Burning anxiety: The new normal isn’t just the fire, it’s the fear

Waking up in a country we no longer recognise is a shock to the psyche.

Waking up in a country we no longer recognise is a shock to the psyche. Photo: Getty

Back in September, Prime Minister Scott Morrison told the United Nations that the climate change debate was subjecting Australian children to “needless anxiety”.

A few weeks later, Australia began to burn. It’s been burning for months, with no end in sight – an apocalypse from which entire communities will still be recovering, and feel hurt by, when sooner than later the nightmare will start over again.

If the fire chiefs and climate forecasters are correct – and common sense still means anything – we’ll burn again just as brightly and painfully over and over again. If not next year, the year after that.

Which is why the climate-consequence anxiety of our children isn’t needless after all. In fact it’s now a national trend. Because mummy and daddy are feeling it too. Who isn’t even a little afraid?

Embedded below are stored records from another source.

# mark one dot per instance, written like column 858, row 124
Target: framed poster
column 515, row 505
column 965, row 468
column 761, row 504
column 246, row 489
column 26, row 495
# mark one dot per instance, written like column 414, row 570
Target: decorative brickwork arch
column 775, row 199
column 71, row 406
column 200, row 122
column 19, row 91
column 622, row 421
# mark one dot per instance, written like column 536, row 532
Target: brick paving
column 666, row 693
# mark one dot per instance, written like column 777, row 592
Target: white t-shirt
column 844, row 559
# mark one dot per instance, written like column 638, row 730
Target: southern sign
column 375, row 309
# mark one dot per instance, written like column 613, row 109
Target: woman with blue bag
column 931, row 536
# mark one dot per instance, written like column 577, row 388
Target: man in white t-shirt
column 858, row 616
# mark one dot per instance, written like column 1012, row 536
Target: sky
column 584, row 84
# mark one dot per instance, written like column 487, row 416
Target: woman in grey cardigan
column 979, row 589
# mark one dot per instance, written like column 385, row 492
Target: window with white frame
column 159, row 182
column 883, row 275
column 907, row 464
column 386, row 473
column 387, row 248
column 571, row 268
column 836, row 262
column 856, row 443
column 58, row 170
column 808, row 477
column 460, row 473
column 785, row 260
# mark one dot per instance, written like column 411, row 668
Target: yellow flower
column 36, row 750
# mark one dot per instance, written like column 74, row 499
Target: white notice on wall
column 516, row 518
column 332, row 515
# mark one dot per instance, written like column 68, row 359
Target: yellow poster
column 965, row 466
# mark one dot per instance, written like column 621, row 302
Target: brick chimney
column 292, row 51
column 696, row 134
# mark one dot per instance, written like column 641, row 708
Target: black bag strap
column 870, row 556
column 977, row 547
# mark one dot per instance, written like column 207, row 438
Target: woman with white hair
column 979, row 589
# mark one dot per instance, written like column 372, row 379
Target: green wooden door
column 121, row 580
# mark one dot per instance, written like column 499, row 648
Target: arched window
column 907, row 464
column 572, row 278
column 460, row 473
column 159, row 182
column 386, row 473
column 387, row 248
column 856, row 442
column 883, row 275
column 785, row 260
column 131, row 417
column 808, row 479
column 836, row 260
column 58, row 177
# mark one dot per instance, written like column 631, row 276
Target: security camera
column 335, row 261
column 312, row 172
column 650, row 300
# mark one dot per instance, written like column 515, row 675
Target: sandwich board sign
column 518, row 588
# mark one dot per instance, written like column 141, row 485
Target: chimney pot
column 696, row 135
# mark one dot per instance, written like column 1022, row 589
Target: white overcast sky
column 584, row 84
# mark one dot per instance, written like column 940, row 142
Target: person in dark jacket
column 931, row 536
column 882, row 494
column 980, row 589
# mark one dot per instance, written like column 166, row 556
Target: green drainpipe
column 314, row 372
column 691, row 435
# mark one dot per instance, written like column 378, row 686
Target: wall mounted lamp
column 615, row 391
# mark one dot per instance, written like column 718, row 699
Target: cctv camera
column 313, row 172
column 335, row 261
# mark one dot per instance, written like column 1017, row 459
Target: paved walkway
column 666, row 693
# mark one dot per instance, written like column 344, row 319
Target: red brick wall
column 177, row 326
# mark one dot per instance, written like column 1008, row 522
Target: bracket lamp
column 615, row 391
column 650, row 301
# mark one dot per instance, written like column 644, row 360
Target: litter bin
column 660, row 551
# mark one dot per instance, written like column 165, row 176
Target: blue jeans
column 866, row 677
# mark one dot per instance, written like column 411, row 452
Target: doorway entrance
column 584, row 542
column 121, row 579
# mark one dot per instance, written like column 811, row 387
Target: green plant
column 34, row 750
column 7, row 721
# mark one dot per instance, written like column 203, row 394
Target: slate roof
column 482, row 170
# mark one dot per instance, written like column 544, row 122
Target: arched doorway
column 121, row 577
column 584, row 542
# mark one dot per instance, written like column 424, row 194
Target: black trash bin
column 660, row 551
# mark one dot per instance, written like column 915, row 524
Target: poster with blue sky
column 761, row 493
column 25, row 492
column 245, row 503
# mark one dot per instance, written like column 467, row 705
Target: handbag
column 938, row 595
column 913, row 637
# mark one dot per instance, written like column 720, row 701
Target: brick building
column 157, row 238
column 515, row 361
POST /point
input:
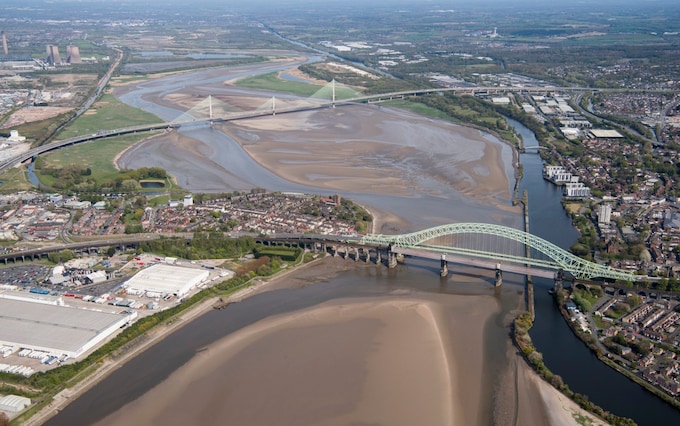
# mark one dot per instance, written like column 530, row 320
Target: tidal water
column 563, row 353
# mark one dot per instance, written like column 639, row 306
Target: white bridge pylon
column 209, row 108
column 556, row 258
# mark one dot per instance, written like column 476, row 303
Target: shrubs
column 520, row 333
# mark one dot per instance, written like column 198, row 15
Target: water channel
column 563, row 353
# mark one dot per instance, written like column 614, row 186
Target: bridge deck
column 478, row 263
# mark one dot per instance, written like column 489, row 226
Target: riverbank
column 145, row 341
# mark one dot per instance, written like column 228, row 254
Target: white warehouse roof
column 14, row 403
column 55, row 329
column 167, row 279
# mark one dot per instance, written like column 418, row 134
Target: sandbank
column 383, row 361
column 370, row 148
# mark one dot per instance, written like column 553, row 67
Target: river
column 563, row 353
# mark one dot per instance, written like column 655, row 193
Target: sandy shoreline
column 337, row 382
column 535, row 401
column 355, row 149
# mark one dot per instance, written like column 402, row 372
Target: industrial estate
column 94, row 255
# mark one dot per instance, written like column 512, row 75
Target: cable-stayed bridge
column 213, row 110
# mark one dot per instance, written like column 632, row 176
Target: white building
column 14, row 137
column 576, row 190
column 165, row 279
column 57, row 330
column 14, row 403
column 604, row 213
column 557, row 174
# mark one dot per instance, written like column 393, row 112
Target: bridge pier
column 391, row 258
column 559, row 277
column 444, row 271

Who doesn’t wonder where things will go from here?

As a nation, how mentally off-kilter are we?

For people directly affected by the fires – be it losing a home or a family member, or spending terrified nights huddled with your children on a beach as the flames sizzle closer – there’s the matter of immediate trauma and later depression, post-traumatic stress disorders, mood disorders, suicidal tendencies and alcohol abuse.

Children caught up in the fires are especially vulnerable as studies show here and here.

For a guide to how this will play out, a freely-available 2014 research paper, ‘Psychological outcomes following the Victorian Black Saturday bushfires’ looks at the mental health of people living in communities that experienced low to high impact from the 2009 fires that killed 173 people, and were often characterised as a freak occurrence.

The paper’s conclusions were both encouraging and concerning:

“Several years following the Black Saturday bushfires the majority of affected people demonstrated resilience without indications of psychological distress.

“A significant minority of people in the high-affected communities reported persistent PTSD, depression and psychological distress, indicating the need for promotion of the use of health and complementary services, community-based initiatives, and family and other informal supports, to target these persistent problems.”

The scale of psychological distress from the 2019-20 fires – still burning – will undoubtedly be much bigger, and consequently a bigger drain on mental health resources. So there’s that.

What about the general vibe?

The ABC ran a helpful piece quoting mental health experts who noted that “with images of distraught families fleeing bushfires, blackened homes, dead animals and smoke-filled skies, it’s hard not to be affected by Australia’s bushfire crisis.”

Just seeing the fires on the telly – there’s little escaping it – can prompt a “normal reaction to feel fearful, anxious or overwhelmed”.

Live through poor air quality for a few days – tasting smoke that doesn’t smell like wood but acrid toxic gas – and those feelings are bound to intensify.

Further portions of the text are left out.